Gallery of Greece tells the story of the development of the Greek world from the Archaic and Classical periods, when the individual Greek cities competed for power, wealth and influence, through the Hellenistic period, when Alexander the Great consolidated and expanded the Greek empire, until Greece was conquered by the Romans.
Prince Takamado Gallery of Japan
Explore the civilization that gave us household words such as Samurai and netsuke.

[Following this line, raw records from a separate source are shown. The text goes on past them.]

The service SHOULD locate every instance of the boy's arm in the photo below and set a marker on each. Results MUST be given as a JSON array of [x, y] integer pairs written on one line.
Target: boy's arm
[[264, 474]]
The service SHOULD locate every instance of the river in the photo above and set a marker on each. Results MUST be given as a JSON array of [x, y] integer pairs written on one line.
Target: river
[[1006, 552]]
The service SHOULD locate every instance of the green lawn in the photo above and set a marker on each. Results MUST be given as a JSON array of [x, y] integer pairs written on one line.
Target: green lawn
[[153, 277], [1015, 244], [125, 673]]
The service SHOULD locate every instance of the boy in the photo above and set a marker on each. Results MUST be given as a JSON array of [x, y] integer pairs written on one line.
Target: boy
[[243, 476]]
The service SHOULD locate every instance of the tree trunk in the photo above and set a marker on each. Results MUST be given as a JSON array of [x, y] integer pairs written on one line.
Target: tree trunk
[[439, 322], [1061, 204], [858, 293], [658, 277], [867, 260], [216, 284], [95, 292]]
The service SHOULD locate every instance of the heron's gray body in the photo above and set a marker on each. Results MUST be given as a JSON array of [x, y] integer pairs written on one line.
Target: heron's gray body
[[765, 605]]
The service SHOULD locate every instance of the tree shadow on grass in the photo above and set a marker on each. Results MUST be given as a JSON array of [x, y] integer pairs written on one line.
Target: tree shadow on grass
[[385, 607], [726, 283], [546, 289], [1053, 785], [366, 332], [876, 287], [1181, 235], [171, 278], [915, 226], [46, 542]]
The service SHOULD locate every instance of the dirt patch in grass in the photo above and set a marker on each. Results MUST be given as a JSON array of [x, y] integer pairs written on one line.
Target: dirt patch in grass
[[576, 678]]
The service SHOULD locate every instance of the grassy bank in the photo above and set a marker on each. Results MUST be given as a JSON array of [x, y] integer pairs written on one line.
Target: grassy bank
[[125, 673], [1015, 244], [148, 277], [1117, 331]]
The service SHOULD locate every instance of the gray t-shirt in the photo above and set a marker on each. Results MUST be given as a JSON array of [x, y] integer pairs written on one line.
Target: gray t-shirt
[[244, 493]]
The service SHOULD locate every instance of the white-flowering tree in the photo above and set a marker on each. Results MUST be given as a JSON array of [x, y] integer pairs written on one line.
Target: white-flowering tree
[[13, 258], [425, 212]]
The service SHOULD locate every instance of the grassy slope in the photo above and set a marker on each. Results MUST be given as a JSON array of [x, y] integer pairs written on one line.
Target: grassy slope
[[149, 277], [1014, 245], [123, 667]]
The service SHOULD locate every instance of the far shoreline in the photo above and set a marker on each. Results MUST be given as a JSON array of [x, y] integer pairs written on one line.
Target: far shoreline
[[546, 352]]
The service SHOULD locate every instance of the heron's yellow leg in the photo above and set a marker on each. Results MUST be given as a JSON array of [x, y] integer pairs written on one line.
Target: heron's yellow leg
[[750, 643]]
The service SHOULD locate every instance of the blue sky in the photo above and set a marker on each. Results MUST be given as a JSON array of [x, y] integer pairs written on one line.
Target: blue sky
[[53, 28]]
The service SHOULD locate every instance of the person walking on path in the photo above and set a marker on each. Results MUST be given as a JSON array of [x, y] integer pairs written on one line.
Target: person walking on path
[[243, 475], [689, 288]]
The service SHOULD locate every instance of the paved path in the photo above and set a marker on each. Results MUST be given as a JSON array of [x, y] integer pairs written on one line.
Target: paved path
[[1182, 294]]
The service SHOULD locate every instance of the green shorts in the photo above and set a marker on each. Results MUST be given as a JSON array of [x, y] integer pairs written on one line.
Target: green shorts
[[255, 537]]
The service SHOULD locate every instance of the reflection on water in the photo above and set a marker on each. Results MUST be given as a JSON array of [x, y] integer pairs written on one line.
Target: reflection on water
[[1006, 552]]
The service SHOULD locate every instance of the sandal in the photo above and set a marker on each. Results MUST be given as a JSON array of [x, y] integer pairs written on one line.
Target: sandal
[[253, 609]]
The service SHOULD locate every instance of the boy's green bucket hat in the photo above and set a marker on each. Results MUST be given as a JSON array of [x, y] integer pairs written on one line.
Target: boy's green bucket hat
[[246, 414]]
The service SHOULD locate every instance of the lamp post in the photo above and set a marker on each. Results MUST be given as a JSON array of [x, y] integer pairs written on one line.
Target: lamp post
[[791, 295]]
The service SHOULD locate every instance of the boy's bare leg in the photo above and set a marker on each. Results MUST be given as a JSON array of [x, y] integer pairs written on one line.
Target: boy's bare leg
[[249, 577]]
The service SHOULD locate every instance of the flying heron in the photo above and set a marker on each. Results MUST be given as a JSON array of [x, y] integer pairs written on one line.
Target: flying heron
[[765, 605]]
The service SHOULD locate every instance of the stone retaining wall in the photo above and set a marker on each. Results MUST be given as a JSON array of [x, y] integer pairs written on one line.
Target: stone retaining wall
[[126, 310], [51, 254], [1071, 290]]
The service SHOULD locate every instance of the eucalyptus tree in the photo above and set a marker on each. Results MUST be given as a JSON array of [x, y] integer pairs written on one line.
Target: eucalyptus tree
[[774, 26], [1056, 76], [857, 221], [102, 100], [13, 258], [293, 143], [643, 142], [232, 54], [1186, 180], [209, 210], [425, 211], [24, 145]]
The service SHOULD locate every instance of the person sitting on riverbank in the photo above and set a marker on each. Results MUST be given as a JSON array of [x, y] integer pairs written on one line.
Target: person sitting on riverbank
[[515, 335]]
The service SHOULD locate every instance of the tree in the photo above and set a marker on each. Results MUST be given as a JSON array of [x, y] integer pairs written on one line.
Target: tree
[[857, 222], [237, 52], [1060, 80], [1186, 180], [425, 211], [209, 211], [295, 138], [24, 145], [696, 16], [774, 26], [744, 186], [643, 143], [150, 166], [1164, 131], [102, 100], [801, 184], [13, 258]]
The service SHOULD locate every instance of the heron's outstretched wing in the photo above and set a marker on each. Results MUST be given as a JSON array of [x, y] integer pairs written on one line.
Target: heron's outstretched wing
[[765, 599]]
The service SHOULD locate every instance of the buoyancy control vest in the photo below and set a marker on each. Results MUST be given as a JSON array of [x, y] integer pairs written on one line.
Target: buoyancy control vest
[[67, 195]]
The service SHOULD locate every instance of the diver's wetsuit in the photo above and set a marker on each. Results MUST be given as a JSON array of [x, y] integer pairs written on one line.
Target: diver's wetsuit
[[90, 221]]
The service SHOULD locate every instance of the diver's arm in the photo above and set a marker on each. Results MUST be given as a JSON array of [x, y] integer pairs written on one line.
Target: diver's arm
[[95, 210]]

From Kyoto and Satsuma to Tokyo, Japanese culture unfolds in an outstanding presentation of ceramics, religious sculpture, prints, paintings, lacquers, furniture and armour.
In the gallery, unique and beautiful objects make reference to daily life during the Edo period, and Samurai armour conjures a time when these warriors were the ruling elite. Objects of porcelain and modern ceramics trace a legacy of artistry and creativity from the 15th century to the present. The gallery is named in memory of Prince Takamado (1954 – 2002), who was known in his native Japan as “Canada’s Prince”. The gallery celebrates his attachment to Canada and creates a lasting link between the two countries.
The ROM’s renowned European collections bear witness to the legacy of European style with objects prized for their beauty, rarity, and cultural importance. An entire wing in the gallery is dedicated to displays that provide a context for specialized collections themed to Culture & Context, Judaica, Art Deco and a ROM favourite – Arms and Armour.
Examine the influence these changes had through the lens of decorative arts development in central and Western Europe. Walk among period rooms and vignettes, including those of the Renaissance, Baroque, Rococo, Neoclassical, and Victorian periods, and discover the different stylistic signatures of each.
Wirth Gallery of the Middle East focuses on a geographic part of the Middle East, referred to as the Fertile Crescent, that stretches from the Eastern Mediterranean and Iraq to Iran and the Arabian Peninsula.
More than 1,000 artifacts from the Middle East are presented in thematic displays of Documents & Writing, Technology, Spirituality & Religion, Art in Life, and Arms & Armour.
The Natural History galleries are all gathered on the second floor of the museum. The gallery contains collections and samples of various animals such as bats, birds, and dinosaur bones and skeletons.